Он бросил в рот горсть твердых ягод и, придержав коня, прислушался к близкому нестройному шуму плотницкой работы. Ракел обернулся к Владигору.
— Не бойся, князь, — сказал он, поправляя на поясе деревянные ножны. — Дай мне пару золотых и подожди тут часок. А как услышишь, что неподалеку кукушка годки стала считать, бросайте коней, спускайтесь к берегу и отвязывайте ладью. Весла только посмотрите, чтобы все были.
— Кукушка, говоришь? Годки считать?
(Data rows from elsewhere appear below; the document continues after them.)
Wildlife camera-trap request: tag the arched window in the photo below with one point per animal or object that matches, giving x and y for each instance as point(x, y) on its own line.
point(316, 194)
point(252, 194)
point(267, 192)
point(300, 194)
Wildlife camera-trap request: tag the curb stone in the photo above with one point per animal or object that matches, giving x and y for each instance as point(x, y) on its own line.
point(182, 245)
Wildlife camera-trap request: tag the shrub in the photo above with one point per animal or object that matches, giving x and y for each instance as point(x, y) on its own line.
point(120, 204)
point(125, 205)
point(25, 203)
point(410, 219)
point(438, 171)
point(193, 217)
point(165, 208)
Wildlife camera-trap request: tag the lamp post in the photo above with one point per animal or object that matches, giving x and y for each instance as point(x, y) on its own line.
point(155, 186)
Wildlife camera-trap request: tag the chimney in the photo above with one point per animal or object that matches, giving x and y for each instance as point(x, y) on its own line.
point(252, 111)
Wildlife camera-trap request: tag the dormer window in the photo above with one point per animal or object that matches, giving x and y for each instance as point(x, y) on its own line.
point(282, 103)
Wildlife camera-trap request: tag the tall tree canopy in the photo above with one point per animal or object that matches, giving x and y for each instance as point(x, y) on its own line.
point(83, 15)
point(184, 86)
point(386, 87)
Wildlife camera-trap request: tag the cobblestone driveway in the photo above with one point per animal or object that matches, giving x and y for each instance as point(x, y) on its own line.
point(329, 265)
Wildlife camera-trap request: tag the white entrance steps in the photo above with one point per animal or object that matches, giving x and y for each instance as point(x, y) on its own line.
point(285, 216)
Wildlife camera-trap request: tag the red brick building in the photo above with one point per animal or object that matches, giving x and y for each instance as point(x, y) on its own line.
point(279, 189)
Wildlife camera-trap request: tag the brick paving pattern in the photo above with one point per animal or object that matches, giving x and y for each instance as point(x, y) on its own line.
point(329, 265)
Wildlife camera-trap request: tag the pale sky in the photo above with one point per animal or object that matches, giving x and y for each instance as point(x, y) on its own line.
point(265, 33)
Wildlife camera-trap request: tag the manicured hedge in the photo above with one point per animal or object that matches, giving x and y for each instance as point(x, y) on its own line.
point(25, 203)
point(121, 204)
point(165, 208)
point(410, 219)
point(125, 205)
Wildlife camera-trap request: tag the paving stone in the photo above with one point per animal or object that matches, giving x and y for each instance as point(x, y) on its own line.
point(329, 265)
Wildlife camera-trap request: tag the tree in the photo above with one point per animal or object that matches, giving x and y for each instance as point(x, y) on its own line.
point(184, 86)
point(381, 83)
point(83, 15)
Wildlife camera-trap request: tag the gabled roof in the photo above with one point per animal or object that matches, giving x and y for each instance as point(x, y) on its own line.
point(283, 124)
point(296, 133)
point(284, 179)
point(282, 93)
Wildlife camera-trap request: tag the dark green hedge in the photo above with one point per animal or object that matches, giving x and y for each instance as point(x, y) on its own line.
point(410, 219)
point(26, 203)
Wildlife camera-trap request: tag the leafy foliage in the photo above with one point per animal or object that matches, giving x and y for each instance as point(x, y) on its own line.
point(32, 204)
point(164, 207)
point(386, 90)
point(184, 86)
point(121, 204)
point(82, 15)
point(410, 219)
Может, лучше соловья послушаем? — перебил Берсень. — Зима на носу, а у него, понимаешь, кукушки в голове!
— Ладно, дед, убедил! Я волком взвою, специально для тебя. Вот так!
Ракел запрокинул голову, набрал в грудь воздуха, приложил ко рту ладонь и истошно завыл — вздулись бурые узловатые жилы на его мускулистой шее.